Sela's menu is short by design and built around the sea. A run of raw plates opens the offering: thick sashimi cuts, fish carpaccios with citrus oil and a pinch of flake salt, ceviches that sharpen in the mouth before the dairy notes catch up at the back. The cooked side leans into Mediterranean technique, with whole fillets seared skin down until the edges curl, then finished with brown butter or a herb emulsion that pools around the plate. A few pasta plates work as anchors of the menu, the dough rolled in house, dressed with reduced fish stock and grated bottarga in the months when it is available. Side plates carry the dairy register: a burrata torn over heirloom tomatoes, charred broccolini with anchovy butter and breadcrumb, a small dish of labneh whipped with olive oil and za'atar.

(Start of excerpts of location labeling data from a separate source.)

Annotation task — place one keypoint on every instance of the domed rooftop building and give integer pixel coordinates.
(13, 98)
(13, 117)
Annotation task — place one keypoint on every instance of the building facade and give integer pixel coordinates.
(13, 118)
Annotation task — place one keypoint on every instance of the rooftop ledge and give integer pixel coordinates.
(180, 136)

Frequently Asked Questions

What kind of food does Sela serve?

Sela is a kosher dairy restaurant and cocktail bar built around fish. The menu pairs raw plates such as sashimi and ceviche with cooked Mediterranean fish, fresh pasta, and dairy small plates including burrata, labneh, and charred vegetables with cheese and herb dressings.

Is Sela kosher?

Yes. Sela operates as a dairy kitchen under Rabanut Jerusalem supervision at the Regila level. The kitchen serves only kosher fish species and dairy products. Chalav Yisrael status is not confirmed on the public record, so diners with that requirement should verify the certificate posted at the door before booking.

When did Sela open?

Sela opened in Jerusalem in March 2026 as one of the city's first kosher venues to combine a serious cocktail program with a fish forward dairy kitchen under one roof. The concept brings together sashimi, cooked fish, fresh pasta, dairy small plates, and a tight signature drinks list aimed at evening diners.

What is the cocktail program like at Sela?

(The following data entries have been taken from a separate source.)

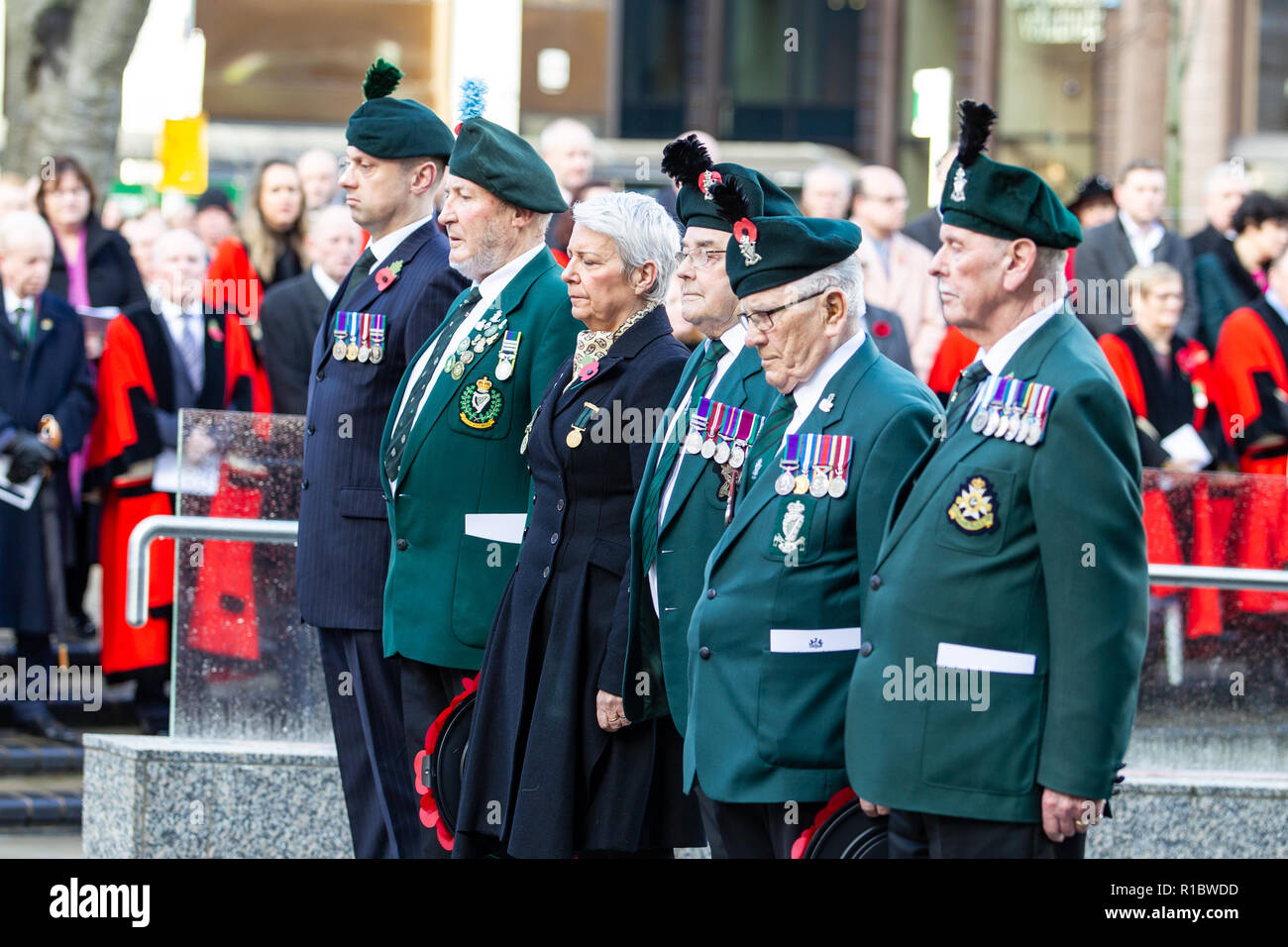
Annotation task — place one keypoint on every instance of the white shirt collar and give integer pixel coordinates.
(492, 283)
(12, 300)
(1276, 303)
(809, 390)
(325, 282)
(389, 243)
(1005, 348)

The bar offers a short list of about a dozen signature cocktails alongside built to spec classics. Signatures lean Mediterranean with arak based stirred drinks, a vermouth and citrus build that drinks like a soft negroni, and a sour built around tahina. Wine, beer, and considered non alcoholic options are also available.

Do I need a reservation at Sela?

Reservations are recommended for Thursday and weekend evenings, when the room fills quickly and the bar program peaks. Walk in seating at the counter is the best move for a spontaneous midweek visit, particularly for solo diners who want to face the sashimi station and watch the bartenders work.

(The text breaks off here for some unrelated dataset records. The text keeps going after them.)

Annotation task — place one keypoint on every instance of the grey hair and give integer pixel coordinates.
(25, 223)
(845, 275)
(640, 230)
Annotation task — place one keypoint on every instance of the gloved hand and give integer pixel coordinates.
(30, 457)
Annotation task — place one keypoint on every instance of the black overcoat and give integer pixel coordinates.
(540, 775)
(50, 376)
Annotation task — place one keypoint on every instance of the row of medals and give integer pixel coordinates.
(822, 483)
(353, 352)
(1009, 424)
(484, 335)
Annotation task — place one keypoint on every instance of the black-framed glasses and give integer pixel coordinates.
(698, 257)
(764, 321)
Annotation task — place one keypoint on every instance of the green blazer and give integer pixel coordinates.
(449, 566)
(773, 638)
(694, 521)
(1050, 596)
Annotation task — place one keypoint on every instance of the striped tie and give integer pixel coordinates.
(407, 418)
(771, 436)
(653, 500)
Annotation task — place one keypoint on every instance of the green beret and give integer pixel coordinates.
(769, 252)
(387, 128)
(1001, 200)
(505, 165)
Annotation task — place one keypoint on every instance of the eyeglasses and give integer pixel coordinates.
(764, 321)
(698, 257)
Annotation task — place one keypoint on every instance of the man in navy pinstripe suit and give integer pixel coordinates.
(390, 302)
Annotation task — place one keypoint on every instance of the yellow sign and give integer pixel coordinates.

What should I order at Sela on a first visit?

Start with a sashimi plate from the rotating raw selection, add one cooked fish course such as a seared fillet or a fresh pasta dressed with reduced fish stock, and book in a signature cocktail at the start of the meal. A dairy side, often a burrata or charred vegetable, rounds out the order well.

Is Sela suitable for families with children?

Sela is designed as an evening venue with a bar centered layout, low lighting, and a counter focused service flow. It suits date nights, small groups of adult diners, and counter seats for solo guests. Families with young children will likely find earlier slot dairy restaurants in central Jerusalem a better match.